Henri Emmanuelli, la gauche au coeur
Premier secrétaire, président de l'Assemblée nationale, plusieurs fois ministre, Henri Emmanuelli, décédé mardi à l'âge de 71 ans des suites d...

Henri Emmanuelli, la gauche au coeur

Premier secrétaire, président de l'Assemblée nationale, plusieurs fois ministre, Henri Emmanuelli, décédé mardi à l'âge de 71 ans des suites d...
Public Sénat

Par Jordane BERTRAND

Temps de lecture :

4 min

Publié le

Mis à jour le

Premier secrétaire, président de l'Assemblée nationale, plusieurs fois ministre, Henri Emmanuelli, décédé mardi à l'âge de 71 ans des suites d'une longue maladie, fut un poids lourd du Parti socialiste, forte personnalité qui n'a jamais renié ses convictions à l'aile gauche du PS.
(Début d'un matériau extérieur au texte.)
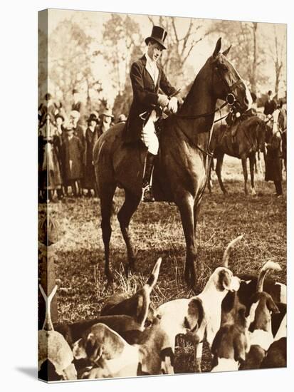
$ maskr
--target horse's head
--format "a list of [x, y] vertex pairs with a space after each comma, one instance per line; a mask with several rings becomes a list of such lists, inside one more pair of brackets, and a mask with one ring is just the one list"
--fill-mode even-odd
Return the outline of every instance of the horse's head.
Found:
[[226, 100], [232, 109], [243, 113], [250, 108], [252, 98], [250, 91], [233, 66], [226, 58], [229, 46], [221, 53], [221, 38], [219, 38], [214, 51], [209, 58], [212, 67], [214, 93], [216, 98]]

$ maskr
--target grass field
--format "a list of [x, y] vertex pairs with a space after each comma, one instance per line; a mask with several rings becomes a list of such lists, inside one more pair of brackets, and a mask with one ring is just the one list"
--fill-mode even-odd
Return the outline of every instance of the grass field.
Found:
[[[204, 194], [197, 227], [198, 257], [201, 264], [197, 287], [203, 288], [220, 263], [226, 244], [237, 235], [244, 238], [236, 246], [230, 261], [235, 273], [258, 274], [267, 260], [278, 262], [282, 272], [276, 275], [286, 281], [286, 197], [276, 198], [274, 185], [256, 176], [257, 196], [245, 196], [241, 161], [225, 158], [223, 180], [229, 195], [223, 195], [213, 176], [212, 195]], [[121, 204], [123, 193], [115, 195]], [[41, 208], [45, 208], [42, 207]], [[99, 202], [78, 199], [75, 202], [51, 203], [50, 213], [59, 224], [61, 239], [56, 251], [56, 276], [60, 287], [60, 321], [75, 321], [99, 315], [105, 299], [104, 251], [100, 229]], [[115, 270], [115, 291], [132, 293], [147, 278], [159, 257], [162, 257], [158, 284], [152, 301], [154, 306], [175, 298], [189, 297], [192, 292], [183, 280], [185, 244], [177, 207], [167, 203], [142, 203], [134, 215], [130, 233], [137, 249], [137, 272], [128, 279], [123, 274], [126, 252], [118, 222], [112, 219], [111, 263]], [[94, 269], [98, 264], [97, 279]], [[179, 341], [175, 371], [193, 368], [193, 348]], [[205, 353], [203, 370], [210, 370], [209, 354]]]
Président de l'Assemblée nationale (1992-1993), Premier secrétaire du PS (1994-1995), deux fois au gouvernement -- secrétaire d'Etat chargé des DOM-TOM de 1981 à 1983, puis chargé du Budget de 1983 à 1986 --, ce Corse d'origine et Béarnais de naissance était né le 31 mai 1945 aux Eaux-Bonnes (Pyrénées-Atlantiques).

Issu d'un milieu populaire, diplômé de l'Institut d'études politiques de Paris, il entre à la Compagnie financière de Banque (CFB) d'Edmond de Rothschild en 1969. En 1972, il adhère au PS, dirigé depuis 1971 par François Mitterrand. Elu député des Landes en 1978, il devient président du Conseil général en 1982.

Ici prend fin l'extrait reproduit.